The ultimate extinction probability (where no nodes have further children), denoted by $\varepsilon$, is the smallest positive $z$ such that
$$ \varphi (z) = z . $$

Then we simply solve $1 + 7z +2 z ^2 = 10 z$, which gives $z = \{ \frac{1}{2}, 1 \}$, and hence the probability of ultimate extinction is $$\varepsilon = \frac{1}{2}.$$

Recall that above, we found that $\mathbb{E}(X) = \varphi'(1)$. Then the mean (expected) number $m$ of offspring of a given individual is given by

\begin{align*}
\varphi(z) &= \frac{1}{10} ( 1 + 7z + 2 z ^2 ) \\
\varphi'(z) &= \frac{7}{10} + \frac{4z}{10} \\
m := \varphi'(1) &= \frac{11}{10}
\end{align*}

Then the mean size of the entire $n$th generation (as this is a stochastic process) is

$$ \mathbb{E} (Z_n) = m^N = \left( \frac{11}{10} \right) ^ N. $$

We can find the variance similarly.

Now suppose we start with $Z_0 := N$ individuals at the start, where $N \in \mathbb{Z} ^+$. What is the extinction probability, and what is the expected population size at time (generation) $n$?

We note that this variant of the branching process behaves as the superposition of $N$ independent and identically distributed copies of the individual branching process earlier where $Z_0 := 1$. Then this variant branching process becomes extinct only if every one of the $N$ copies (of individual branching processes) becomes extinct. Then by independence, we have that the overall ultimate extinction probability is

$$ \varepsilon ^N = \left( \frac{1}{2} \right) ^N .$$

Similarly, the $n$th generation of this variant process is the sum of the populations of the independent generations of the individual $N$ single branching processes.

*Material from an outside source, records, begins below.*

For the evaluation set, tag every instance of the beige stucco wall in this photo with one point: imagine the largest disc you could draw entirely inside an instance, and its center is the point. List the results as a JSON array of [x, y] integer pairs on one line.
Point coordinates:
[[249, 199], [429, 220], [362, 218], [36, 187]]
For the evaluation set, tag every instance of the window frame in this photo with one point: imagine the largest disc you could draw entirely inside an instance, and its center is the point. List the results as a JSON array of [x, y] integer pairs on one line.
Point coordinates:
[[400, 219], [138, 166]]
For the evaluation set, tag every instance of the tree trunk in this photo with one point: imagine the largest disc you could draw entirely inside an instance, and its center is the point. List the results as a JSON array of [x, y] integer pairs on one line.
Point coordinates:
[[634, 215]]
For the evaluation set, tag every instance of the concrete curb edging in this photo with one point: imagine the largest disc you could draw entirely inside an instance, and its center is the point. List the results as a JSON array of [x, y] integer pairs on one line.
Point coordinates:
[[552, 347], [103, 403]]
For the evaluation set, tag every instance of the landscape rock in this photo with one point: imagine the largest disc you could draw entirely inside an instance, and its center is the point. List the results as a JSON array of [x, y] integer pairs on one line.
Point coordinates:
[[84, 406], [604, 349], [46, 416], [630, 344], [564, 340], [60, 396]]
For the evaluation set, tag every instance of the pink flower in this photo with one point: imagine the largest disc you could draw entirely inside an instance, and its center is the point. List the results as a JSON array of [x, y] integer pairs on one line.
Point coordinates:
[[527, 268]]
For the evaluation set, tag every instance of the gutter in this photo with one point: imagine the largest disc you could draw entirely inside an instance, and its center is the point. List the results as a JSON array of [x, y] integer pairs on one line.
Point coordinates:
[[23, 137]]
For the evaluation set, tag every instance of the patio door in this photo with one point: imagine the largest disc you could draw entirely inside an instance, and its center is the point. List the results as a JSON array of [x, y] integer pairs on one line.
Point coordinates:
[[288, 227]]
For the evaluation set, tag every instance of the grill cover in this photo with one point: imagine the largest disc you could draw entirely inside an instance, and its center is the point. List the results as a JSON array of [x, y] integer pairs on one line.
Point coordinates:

Then the mean size of the $n$th generation here is simply

$$ N \left( \frac{11}{10} \right) ^ n . $$

By the same line of reasoning, we have that the variance of the size of the $n$th generation is $N \cdot \sigma_n ^2$, where $\sigma_n ^2$ is the variance of the individual branching process from earlier.


Stationary Distributions in the Branching Process

Earlier in the driver risk classification example, we found that taking successive powers of the transition probability matrix converged to a stationary distribution $\pi$. This had interesting properties and applications in computing, so does a branching process have a stationary distribution?

If the expected number of offspring is $m \leq 1$, then we know that the process will enter the absorbing state 0 (the population will eventually go extinct with probability 1).

Then the only nondegenerate stationary distribution $\pi$ (not $\pi = 0$) must have the properties:

$$ \pi(0) = 1, \quad \pi(i) = 0, \quad \forall_{i \geq 1}. $$

That is, if the mean number $m$ of offspring is greater than 1, then we know that its extinction probability is $\varepsilon < 1$. That is,

$$ \mathbb{P}_1 (\tau_0 = \infty) = 1 - \varepsilon > 0. $$

However, we know that for all $i$,

$$ \mathbb{P}_i ( \tau _0 = \infty ) = 1  - \varepsilon ^ i > 0, $$

and so this branching process is transient, and there is no such stationary distribution.